Seit ich nicht mehr weit weg vom Flughafen wohne, fahre ich meistens mit dem Fahrrad zum Dienst. So auch letzten Samstag, zu einem Mitteldienst, der beginnt um halb zehn. Samstags werden tagsüber etwas weniger Flüge abgefertigt. Also denke ich, dass es eine entspannte Schicht werden könnte, als ich die Treppe in den dritten Stock hochgehe, wo mein Büro und auch der Umkleideraum liegen.

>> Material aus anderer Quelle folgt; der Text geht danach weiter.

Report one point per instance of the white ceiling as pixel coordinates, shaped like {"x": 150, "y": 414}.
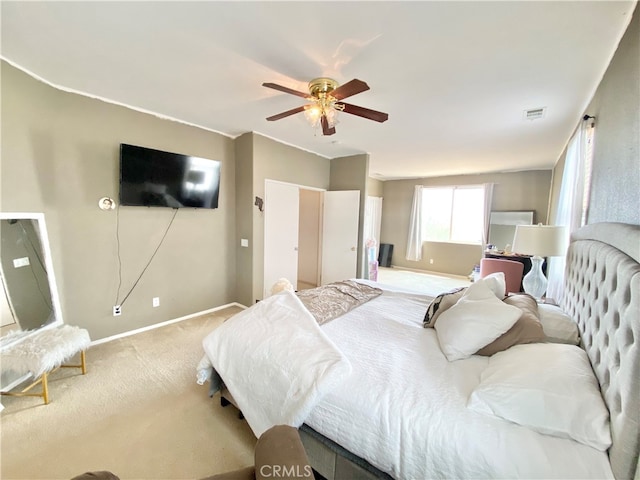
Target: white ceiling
{"x": 454, "y": 77}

Im Treppenhaus kommen mir aber schon ungewöhnliche Geräusche entgegen. Hämmern, Klappern, aufgeregte Gespräche. Oben angekommen schaue ich ums Eck und werde überrascht. An der Glastür, die zu meinen Diensträumen führt, hängen drei unserer Feuerwehrleute und ziehen daran. Hinter dem Glas winken und grinsen mir zwei Kollegen entgegen. Davor stehen noch der Einsatzleiter der Feuerwehr und zwei weitere Kollegen aus dem Verkehrsleitungsbereich. Mein Blick sagt wohl ziemlich eindeutig: „Wos is denn hier los?“
Die Tür geht, aus was für Gründen auch immer, nicht mehr auf. Und weil es eine Brandschutztür ist, wehrt sie sich auch ordentlich gegen die Versuche der Feuerwehrleute. Seit einer halben Stunde bearbeiten sie die Tür, haben verschiedene Verkleidungen abgeschraubt, an unterschiedlichen Stellen Hebel angesetzt, aber die Tür bleibt standhaft zu.

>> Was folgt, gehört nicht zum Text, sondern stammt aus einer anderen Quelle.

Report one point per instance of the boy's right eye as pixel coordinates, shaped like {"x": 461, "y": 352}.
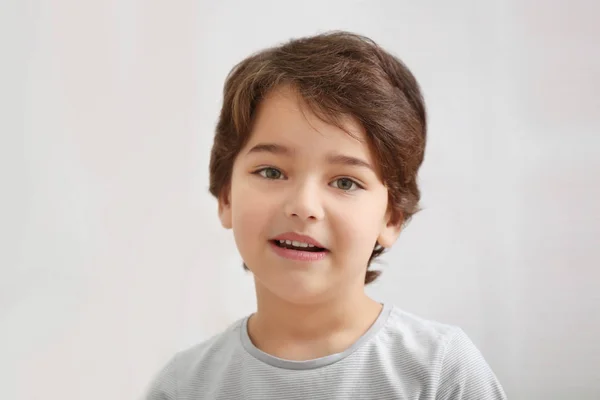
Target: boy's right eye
{"x": 270, "y": 173}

Doch wie komme ich jetzt zum Dienst? Wie kommen die Kollegen der Frühschicht raus? Es drängt zwar nicht, aber irgendwann müssen die Dienste übergeben werden. Die Feuerwehr hat schon eine Lösung parat, die große Drehleiter kommt zum Einsatz. Denn der einzige noch mögliche Zugang zu den Räumlichkeiten ist ein Fenster in unserer Teeküche – wie gesagt, dritter Stock.
Bei dem Wort Drehleiter kriege ich große Augen. Einerseits will ich nach dem Fahrradfahren recht schnell duschen, andererseits wollte ich mit der Drehleiter aber immer schon mal mitfahren. Also geht’s runter vor das Verkehrsleitungsgebäude, wo das Fahrzeug bereitsteht. Allerdings muss ich jetzt nicht die Leiter hochsteigen, nein, man wird recht komfortabel mit einem Korb hochgefahren. Vorher muss ich noch Gurtzeug zur Absicherung anlegen. (Hätte ich das gewusst, hätte ich meinen Klettergurt mitnehmen können.)

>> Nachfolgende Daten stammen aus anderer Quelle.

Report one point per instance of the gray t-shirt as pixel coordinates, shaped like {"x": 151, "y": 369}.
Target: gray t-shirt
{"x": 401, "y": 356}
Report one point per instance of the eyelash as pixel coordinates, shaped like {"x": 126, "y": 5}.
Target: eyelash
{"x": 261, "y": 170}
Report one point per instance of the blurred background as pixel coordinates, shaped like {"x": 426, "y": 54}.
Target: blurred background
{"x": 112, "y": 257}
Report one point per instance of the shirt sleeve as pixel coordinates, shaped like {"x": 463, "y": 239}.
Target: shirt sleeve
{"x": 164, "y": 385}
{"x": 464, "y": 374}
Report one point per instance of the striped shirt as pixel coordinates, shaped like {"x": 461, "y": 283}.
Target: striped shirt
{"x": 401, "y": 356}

Nachdem ich ordentlich gesichert und angehängt wurde, geht es los. Die Fahrt an sich ist sehr ruhig, es wackelt nichts. Interessant ist der Schluss. Der Korb muss am Fensterrahmen aufgelegt werden, ein kleines Gatter im Korb wird geöffnet, und ich steige durch das Fenster in die Küche. Dann sage ich erstmal den eingeschlossenen Kollegen „Hallo“. Diese müssen/dürfen dann aber nicht mehr den Weg über das Fenster nehmen, die Tür kann kurze Zeit später geöffnet werden. Die Tür hätte man im Notfall freilich auch schneller aufbekommen, erzählt mit später der Feuerwehreinsatzleiter. Allerdings wäre diese dann nicht mehr zu gebrauchen gewesen.
Letztendlich war es für einen ruhigen Samstag ein ungewohnter Dienstbeginn.
Und nochmal vielen Dank an die Kollegen der Feuerwehr!